In  medicine there are guidelines, which are essentially a series of suggestions in how to manage certain illnesses. These are not set in stone as it is well known that human disease stubbornly refuses to be 100% predictable and because lawyers spend hours searching for any deviation by the doctor from what is the usual standard of care.

In an ideal world these guidelines would be written by totally unbiased individuals, who would have nothing to gain or lose by recommending one treatment over another. Unfortunately, many of the distinguished physicians who create the recommendations are anything but unbiased.  Many receive grants and other financial assistance from pharmacy companies. Some of their recommendations might boost the sales of the drugs which the companies make.

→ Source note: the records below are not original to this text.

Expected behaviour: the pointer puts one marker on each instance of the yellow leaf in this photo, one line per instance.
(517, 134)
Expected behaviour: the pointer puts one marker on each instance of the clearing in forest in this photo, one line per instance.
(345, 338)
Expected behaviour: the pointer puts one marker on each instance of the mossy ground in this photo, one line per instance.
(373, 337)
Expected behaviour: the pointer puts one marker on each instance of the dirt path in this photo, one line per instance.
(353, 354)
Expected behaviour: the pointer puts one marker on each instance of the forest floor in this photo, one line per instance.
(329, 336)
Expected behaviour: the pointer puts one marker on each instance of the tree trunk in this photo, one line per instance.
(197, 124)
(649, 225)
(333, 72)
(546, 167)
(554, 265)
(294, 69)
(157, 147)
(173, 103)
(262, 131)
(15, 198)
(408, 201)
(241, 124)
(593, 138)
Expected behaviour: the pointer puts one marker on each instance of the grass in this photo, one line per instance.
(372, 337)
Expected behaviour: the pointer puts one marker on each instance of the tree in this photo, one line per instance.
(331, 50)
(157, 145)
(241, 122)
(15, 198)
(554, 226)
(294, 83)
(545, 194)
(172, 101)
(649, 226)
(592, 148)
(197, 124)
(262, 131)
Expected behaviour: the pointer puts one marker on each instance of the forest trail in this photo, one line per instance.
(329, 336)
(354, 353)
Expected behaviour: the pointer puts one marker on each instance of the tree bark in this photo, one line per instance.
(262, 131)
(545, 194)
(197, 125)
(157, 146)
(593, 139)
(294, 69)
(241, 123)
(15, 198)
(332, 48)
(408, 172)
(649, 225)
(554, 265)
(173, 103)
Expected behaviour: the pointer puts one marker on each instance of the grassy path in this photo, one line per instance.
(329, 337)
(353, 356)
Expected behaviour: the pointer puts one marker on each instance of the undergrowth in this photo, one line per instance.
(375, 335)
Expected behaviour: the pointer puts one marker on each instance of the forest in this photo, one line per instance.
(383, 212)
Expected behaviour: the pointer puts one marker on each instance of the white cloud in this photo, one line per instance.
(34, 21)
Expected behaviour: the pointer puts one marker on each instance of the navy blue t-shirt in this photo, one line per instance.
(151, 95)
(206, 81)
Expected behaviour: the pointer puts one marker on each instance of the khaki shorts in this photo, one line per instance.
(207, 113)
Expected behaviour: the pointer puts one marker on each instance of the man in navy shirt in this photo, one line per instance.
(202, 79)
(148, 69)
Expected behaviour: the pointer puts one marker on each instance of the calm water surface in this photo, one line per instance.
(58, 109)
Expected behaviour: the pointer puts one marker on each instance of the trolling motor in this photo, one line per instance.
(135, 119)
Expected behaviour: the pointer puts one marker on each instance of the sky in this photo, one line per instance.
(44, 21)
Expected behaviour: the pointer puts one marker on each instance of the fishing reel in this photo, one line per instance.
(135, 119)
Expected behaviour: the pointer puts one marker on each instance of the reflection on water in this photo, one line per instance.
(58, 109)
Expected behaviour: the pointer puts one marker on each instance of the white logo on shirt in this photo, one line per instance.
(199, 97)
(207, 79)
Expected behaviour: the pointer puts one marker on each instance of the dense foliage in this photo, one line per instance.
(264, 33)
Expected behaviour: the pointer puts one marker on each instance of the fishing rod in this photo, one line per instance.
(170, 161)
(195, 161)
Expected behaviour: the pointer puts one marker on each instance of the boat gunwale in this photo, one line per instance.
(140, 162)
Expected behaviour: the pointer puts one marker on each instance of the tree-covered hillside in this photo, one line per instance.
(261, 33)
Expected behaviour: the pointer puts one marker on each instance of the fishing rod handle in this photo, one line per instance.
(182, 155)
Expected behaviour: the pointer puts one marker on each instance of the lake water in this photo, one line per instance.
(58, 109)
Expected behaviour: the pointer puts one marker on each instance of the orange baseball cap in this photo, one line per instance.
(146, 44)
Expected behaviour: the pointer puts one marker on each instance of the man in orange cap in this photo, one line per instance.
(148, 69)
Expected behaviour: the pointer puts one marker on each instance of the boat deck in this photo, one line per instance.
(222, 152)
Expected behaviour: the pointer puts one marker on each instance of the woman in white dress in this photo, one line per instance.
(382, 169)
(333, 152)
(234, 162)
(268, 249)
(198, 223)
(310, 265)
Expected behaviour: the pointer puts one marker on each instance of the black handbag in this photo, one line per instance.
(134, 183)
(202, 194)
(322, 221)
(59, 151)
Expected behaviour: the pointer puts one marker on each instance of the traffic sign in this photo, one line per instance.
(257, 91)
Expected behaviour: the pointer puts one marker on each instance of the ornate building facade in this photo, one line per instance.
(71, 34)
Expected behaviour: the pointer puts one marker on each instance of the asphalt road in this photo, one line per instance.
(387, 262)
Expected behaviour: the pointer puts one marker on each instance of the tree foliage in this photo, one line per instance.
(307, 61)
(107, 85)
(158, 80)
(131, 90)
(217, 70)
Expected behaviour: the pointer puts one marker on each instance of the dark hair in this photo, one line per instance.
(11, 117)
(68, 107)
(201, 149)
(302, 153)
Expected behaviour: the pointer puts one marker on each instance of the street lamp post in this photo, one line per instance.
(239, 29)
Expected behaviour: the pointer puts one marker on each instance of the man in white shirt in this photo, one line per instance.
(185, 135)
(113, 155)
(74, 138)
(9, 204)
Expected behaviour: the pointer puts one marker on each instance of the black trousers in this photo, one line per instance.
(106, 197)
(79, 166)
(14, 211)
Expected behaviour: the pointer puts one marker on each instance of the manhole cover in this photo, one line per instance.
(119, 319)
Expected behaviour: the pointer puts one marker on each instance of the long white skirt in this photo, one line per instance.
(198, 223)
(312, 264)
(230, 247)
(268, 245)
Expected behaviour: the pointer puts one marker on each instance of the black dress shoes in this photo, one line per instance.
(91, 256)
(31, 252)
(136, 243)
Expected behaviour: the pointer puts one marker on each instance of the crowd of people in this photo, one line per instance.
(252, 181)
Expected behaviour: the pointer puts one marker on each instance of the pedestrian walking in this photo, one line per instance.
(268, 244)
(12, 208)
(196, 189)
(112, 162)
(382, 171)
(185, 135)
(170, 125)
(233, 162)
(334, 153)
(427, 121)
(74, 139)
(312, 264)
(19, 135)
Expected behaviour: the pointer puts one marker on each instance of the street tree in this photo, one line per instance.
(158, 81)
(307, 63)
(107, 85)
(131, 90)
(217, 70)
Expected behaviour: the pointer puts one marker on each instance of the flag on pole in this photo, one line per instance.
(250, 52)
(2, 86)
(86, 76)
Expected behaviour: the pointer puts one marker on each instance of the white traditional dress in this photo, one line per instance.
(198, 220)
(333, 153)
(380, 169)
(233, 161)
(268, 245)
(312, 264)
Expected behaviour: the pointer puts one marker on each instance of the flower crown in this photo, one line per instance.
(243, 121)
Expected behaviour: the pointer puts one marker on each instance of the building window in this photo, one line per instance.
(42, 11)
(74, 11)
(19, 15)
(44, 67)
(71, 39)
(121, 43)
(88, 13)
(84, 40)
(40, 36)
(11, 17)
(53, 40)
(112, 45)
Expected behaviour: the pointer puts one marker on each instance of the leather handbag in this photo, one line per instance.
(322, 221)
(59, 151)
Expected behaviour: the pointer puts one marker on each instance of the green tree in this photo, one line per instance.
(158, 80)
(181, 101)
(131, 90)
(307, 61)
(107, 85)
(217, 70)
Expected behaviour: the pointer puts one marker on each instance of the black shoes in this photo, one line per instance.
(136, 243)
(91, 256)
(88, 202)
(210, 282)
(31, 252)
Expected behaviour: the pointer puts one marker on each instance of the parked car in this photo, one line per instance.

A recent example of this (and there are sadly many) involves management of children with ADD or attention deficit disorder. Previous recommendations encouraged evaluation and possible treatment of kids from six years and up. However, the two distinguished docs who wrote the new set of guidelines for the American Academy of Pediatrics now advise starting at age four.

What I would love to know is how to diagnose a 4 year old, who by nature is kind of hyper with a disease which could require some serious, expensive treatments. Intense psychological counseling and medications which have dangerous side effects are given to a four year old boy who moves around a lot and perhaps even spits.

I can tell you without a doubt that I, as a parent would be very, very careful about saddling a four year with a diagnosis of ADD. Behaviors which might be annoying for adults including parents and teacher do not necessarily mean your kid has ADD.  As a doctor I would be reluctant to prescribe any behavior altering medication to such a young patient.

And guess what?  Two doctors who wrote these guidelines get money from the very same companies who just happen to make some of the medications used for treating pediatric ADD. Sounds like the fox guarding the hen  coop.

There is a movement afoot which calls for a stop to the practice of using biased researchers to develop national guidelines. These are doctors  whose financial corporate supporters might have something to gain from their supposedly unbiased guidelines. I certainly support such a stance.